Where and when were you born and where do you work now? I was born in Lahti. Currently, I live and work in Helsinki. My studio is located in the Roihupelto industrial area. What does your working process look like and what kind of materials do you like to work with and why? When I work my studio looks like chaos. The floor of my studio is usually barely visible when the most intense phase is in progress. I’m so focused on work that I don’t have the patience to clean up, and I frantically try different solutions through trial and error. At the end of the day, I take pictures of unfinished work and sketch them still at home in bed, usually with a snuggling cat. In my artistic expression, I give clues with figurative elements that I break down as unrecognizable. I utilize the thinking of the expanded field of painting. My works may often be seen as something between painting and sculpture. I combine bustling impasto painting with other material thinking. In addition to oil paint, I use, for example, recycled plastic sheets, linen, wood, plastic bags, and cable ties. The materials do not have virtuous or vicious features in my art, they embody what the world is like.


What have been important steps and happenings in your life and artistic path so far? I come from a family of fine artists, and it was clear to me from childhood that I wanted to do something creative. First I wanted to be an interior designer, then an art educator, and then a graphic designer. I graduated as a graphic designer from Aalto University but wasn’t happy in the profession full time. I learned to paint again as an adult. I felt a lot of shame at first, but I put my work on view anyway. You also have to do failed work in order to develop. The turning point was to get into the Academy of Fine Arts from which I will soon graduate with a master’s degree. In my master’s studies, I learned to understand painting more broadly, and that has encouraged me to move forward. What do you think you would do if you wouldn't make art? I hope to live to be old and still make art even then, but as a backup plan, I’ve been thinking about setting up a karaoke bar with a friend. Do you have any specific people or artists who have influenced your way of doing and seeing things in life and in your artistry? I have been influenced by the literary works of Geoffrey West, Donna Haraway, Stefano Mancuso, and Brian Greene, for example. Artists that I admire are, for example, Kaya (Debo Eilers & Kerstin Brätsch), Louise Bourgeois, Hilma af Klint, and Ida Ekblad.

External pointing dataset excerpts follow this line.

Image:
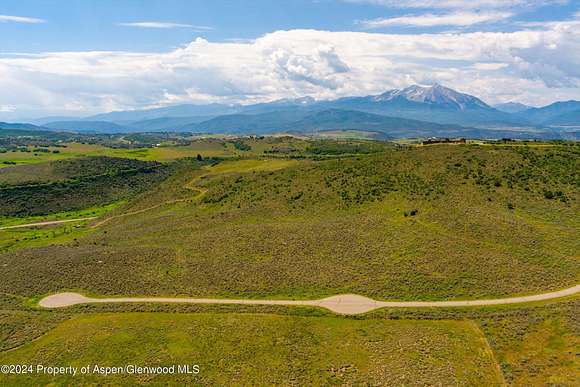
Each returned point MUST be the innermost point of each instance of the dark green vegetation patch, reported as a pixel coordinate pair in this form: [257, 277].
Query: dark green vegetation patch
[74, 184]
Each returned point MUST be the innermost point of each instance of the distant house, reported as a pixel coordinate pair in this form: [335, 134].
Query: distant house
[434, 140]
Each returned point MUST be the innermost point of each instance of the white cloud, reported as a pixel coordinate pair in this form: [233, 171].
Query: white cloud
[461, 4]
[490, 66]
[431, 20]
[7, 108]
[164, 25]
[533, 66]
[20, 19]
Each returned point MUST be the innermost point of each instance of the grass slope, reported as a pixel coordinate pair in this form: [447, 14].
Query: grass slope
[262, 350]
[420, 223]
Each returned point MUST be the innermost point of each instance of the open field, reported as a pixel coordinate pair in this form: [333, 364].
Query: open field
[262, 349]
[309, 221]
[412, 224]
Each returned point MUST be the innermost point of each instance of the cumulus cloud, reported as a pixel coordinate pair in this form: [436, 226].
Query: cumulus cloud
[164, 25]
[431, 20]
[534, 66]
[20, 19]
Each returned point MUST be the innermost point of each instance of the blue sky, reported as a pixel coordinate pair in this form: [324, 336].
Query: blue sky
[97, 25]
[291, 48]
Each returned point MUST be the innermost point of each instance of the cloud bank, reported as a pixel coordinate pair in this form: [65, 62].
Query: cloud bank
[535, 66]
[20, 19]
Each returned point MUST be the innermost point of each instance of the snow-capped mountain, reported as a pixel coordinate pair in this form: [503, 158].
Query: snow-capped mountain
[435, 95]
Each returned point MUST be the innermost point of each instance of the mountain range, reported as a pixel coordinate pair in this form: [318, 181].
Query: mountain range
[409, 112]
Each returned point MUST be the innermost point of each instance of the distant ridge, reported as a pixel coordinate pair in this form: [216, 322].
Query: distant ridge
[430, 105]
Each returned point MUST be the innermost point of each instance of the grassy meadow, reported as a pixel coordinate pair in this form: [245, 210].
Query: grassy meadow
[263, 349]
[291, 218]
[413, 223]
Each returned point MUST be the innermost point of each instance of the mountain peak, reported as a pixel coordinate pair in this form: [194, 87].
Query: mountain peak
[436, 95]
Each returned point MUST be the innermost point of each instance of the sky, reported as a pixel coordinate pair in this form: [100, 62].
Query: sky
[82, 57]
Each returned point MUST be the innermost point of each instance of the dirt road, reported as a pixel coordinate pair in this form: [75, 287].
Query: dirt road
[342, 304]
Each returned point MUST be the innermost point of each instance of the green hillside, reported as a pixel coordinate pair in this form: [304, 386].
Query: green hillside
[411, 223]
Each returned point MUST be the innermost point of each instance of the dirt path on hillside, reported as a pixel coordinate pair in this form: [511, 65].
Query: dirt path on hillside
[190, 186]
[342, 304]
[47, 223]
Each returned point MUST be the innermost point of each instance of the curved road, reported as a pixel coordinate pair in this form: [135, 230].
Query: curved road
[342, 304]
[47, 223]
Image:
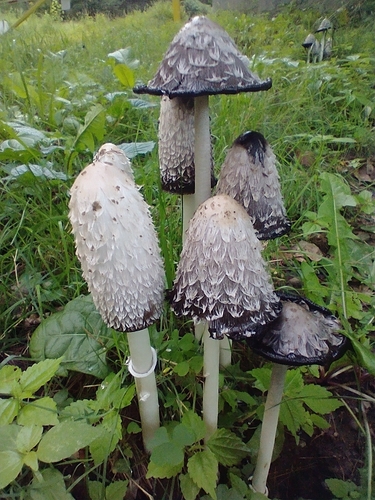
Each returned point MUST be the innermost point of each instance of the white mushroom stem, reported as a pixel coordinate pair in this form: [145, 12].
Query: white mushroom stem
[141, 366]
[269, 426]
[211, 383]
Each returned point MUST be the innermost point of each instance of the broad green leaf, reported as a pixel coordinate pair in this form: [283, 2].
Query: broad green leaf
[9, 377]
[227, 447]
[116, 490]
[31, 460]
[11, 465]
[28, 437]
[319, 399]
[203, 470]
[43, 411]
[51, 488]
[183, 436]
[65, 439]
[193, 422]
[188, 488]
[163, 471]
[125, 75]
[79, 334]
[37, 375]
[92, 130]
[8, 410]
[169, 454]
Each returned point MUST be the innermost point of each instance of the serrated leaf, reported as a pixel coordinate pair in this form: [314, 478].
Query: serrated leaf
[193, 422]
[28, 437]
[51, 488]
[188, 488]
[203, 470]
[11, 466]
[9, 377]
[79, 334]
[319, 399]
[40, 412]
[8, 410]
[65, 439]
[163, 471]
[227, 447]
[37, 375]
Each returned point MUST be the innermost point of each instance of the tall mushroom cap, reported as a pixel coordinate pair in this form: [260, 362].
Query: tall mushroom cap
[249, 175]
[117, 245]
[304, 334]
[221, 276]
[176, 145]
[202, 59]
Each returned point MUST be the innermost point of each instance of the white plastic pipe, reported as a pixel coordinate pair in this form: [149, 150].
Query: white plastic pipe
[211, 383]
[142, 365]
[269, 427]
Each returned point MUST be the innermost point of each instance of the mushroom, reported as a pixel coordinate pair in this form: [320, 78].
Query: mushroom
[249, 175]
[202, 60]
[324, 27]
[313, 47]
[117, 246]
[221, 280]
[304, 334]
[176, 151]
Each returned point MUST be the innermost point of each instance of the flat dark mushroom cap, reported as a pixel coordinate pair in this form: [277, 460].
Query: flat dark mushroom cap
[202, 59]
[312, 329]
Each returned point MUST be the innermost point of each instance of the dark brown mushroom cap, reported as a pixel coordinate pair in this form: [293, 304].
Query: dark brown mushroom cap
[176, 145]
[202, 59]
[303, 334]
[249, 175]
[221, 276]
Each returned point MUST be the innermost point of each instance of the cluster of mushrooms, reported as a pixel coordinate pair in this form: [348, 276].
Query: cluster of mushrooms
[221, 281]
[319, 50]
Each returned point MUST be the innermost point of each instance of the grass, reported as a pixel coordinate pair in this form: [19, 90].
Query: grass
[318, 118]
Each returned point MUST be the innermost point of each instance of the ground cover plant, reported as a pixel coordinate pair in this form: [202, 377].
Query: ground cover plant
[68, 408]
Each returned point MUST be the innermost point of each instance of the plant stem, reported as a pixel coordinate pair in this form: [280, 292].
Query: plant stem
[269, 426]
[142, 362]
[211, 382]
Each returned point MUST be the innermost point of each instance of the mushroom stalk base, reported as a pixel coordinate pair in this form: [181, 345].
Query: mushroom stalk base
[142, 361]
[269, 426]
[211, 383]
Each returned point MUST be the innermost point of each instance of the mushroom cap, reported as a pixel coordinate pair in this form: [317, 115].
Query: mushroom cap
[325, 25]
[249, 175]
[304, 334]
[113, 155]
[202, 59]
[221, 276]
[176, 145]
[309, 41]
[117, 246]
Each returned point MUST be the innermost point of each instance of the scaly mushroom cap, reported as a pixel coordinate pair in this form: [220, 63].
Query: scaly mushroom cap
[309, 41]
[202, 59]
[304, 334]
[176, 145]
[113, 155]
[221, 276]
[325, 25]
[117, 245]
[249, 175]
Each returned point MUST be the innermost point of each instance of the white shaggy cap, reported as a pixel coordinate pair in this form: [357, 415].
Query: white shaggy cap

What do you dream about? I dream of hiking alone in the Lapland wilderness, it would be an empowering experience. What other projects / exhibitions are you working on? I am currently working on the Ebb and Flow exhibition, which will be held at the new building of the Academy of Fine Arts. The exhibition will open in December 2021. After that, I will start working on my next solo exhibition, which will be in 2022 at the Gallery Forum Box in Helsinki. At the same time, I am also working on a piece for the summer exhibition held at TUO TUO in Joutsa.